When I run Open Space meetings and we are doing visioning and the agenda gets set, I point the sponsors to the wall and invite them to look at the two dozen or 40 or 50 topics there and say “There is your vision.” The sum total of where everyone in the organization wants to go IS the vision for the organization. Diluting these nuggets of intrinsic motivation down to one fairly empty statement in an effort to extrinsically motivate people does nothing to work with the actual vision that is there.
Vision is a personal thing. In Ojibway culture, one needs to spend a lot of time cultivating a vision. In Ojibway cosmology, humans were given the unique gift to dream and have visions. In fact, human self-fulfillment comes through visioning. It is something which lives deep in the person. When groups of people come together, the vision that motivates them is their own. If that vision connects with others, then you have an organization. If not, then people don’t come together to work.
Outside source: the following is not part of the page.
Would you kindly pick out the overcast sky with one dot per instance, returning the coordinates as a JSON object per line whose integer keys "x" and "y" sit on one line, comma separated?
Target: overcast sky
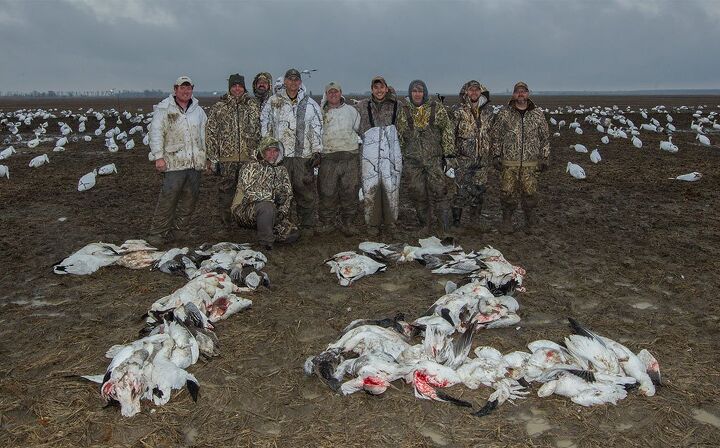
{"x": 550, "y": 44}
You can point to commonalities in the visions of people within an organization. For instance, a development NGO might have a motherhood vision statement that says “we’re here to help” because that is a component of nearly everyone’s personal vision. But to say that “this is our vision, and everything we do is motivated by that” isn’t really true. Actions are undertaken by individuals for a greater purpose that simply the “organizational vision.”
So I guess I’m saying that organizations aren’t in fact singular, coherent wholes. They are networks of individuals that come together and come apart all within the frame of a larger mission such as “making cars” or “providing medical care” or “loaning money.” These little networks appear and disappear as they are needed, not because of a vision created to extrinsically motivate behaviour.
(Thanks also to whetever piece of software is scrambling Chris’ RSS feed at the moment, which mysteriously shoved this item from January into my aggregator this morning. A little chaos can be a good thing.)